Las dificultades para regresar a clases presenciales de muchos docentes y la implementación de modelos híbridos definitivamente van a requerir incorporar nuevos docentes. Actualmente, existe una escasez de profesores por distintas áreas académicas, estimado en más de diez mil docentes, sobre todo en preescolar, primaria, lenguas extranjeras, Artes y TICS. Por lo tanto, antes de decidir sobre el regreso a clases presenciales, el ministerio de educación requiere de una cuidadosa planificación de la demanda y oferta de docentes.

(iii) Acceso a TIC, Electricidad y Conectividad

Al pensar en un eventual retorno a la modalidad presencial o semipresencial, debe tomarse en cuenta que el acceso a la conectividad y a los recursos tecnológicos en los hogares y en las escuelas es muy deficiente, más del 68% de las niñas y niños en edad escolar vive en hogares que no tienen conexión a Internet; mientras que el acceso masivo a internet en las aulas escolares, es muy limitado. Igualmente, las deficiencias en la provisión de electricidad a las escuelas son ampliamente conocidas. De hecho, más del 30% de las escuelas a las que sí llega electricidad en horario escolar, no cuenta con enchufes e iluminación funcional. Por lo tanto, en términos de calidad educativa, debe considerarse que esto representa un enorme desafío para la calidad pedagógica, especialmente en zonas rurales.

(iv) Financiamiento de la educación

La recuperación del sector educativo requerirá del uso cauteloso de los recursos financieros adicionales que se han asignado al Ministerio de Educación, así como mejorar su distribución. Las enormes desigualdades para un eventual regreso presencial a clases, ponen en foco la necesidad de incorporar criterios de equidad y de priorización de poblaciones vulnerables. En este sentido, el financiamiento de la educación, así como una asignación de recursos equitativa y eficiente son claves, para garantizar el derecho a una educación de calidad para todos.

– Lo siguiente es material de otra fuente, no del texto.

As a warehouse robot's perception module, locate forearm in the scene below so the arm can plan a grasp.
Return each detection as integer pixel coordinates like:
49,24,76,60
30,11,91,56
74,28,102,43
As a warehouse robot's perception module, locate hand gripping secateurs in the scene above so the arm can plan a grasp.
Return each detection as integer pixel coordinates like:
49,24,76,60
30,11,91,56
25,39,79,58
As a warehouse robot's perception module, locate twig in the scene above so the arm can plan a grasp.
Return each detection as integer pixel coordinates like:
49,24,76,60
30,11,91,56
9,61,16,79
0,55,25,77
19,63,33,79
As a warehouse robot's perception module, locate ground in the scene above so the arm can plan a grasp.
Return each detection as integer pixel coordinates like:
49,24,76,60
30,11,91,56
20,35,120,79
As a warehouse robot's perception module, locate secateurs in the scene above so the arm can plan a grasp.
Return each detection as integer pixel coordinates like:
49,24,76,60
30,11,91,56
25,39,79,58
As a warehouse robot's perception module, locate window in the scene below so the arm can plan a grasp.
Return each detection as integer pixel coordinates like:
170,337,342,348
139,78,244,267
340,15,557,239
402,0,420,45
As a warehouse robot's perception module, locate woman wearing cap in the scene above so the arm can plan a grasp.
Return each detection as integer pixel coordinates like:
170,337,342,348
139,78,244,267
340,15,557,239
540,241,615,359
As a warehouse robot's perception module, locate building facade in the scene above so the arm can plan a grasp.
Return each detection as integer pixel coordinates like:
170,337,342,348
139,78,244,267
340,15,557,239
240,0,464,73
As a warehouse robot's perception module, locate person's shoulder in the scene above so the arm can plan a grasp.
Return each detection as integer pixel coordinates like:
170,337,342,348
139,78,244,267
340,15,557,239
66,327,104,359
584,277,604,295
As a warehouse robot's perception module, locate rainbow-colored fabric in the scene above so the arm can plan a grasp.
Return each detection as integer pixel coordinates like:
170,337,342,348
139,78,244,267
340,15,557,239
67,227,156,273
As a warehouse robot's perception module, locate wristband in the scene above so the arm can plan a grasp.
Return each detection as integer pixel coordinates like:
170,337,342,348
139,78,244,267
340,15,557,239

(v) Información y Planificación

Para considerar la vuelta a clases presenciales efectivamente, el Ministerio de Educación requiere sistemas de información para la gestión educativa robustos que permitan planificar, formular y administrar sus estrategias y protocolos. El estado dominicano tiene la urgente necesidad y la responsabilidad de planificar y definir acciones prioritarias, más allá de las presiones e intereses de grupos empresariales, para poder garantizar la seguridad de las operaciones escolares y priorizar la atención educativa a las poblaciones más vulnerables.

En conclusión, las respuestas educativas ante la Pandemia del COVID-19 no deben ser guiadas por intereses empresariales, ni por las perspectivas sesgadas de algunos centros educativos privados, sino que deben estar basadas en los principios fundamentales de la ciencia, la inclusión, la equidad y la no discriminación; pero, sobre todo, en lo prioritario que debe ser para el Estado Dominicano preservar las vidas de los más de 2.3 millones de estudiantes y docentes del sistema escolar público, ya que no se educa para la escuela, sino, para la vida.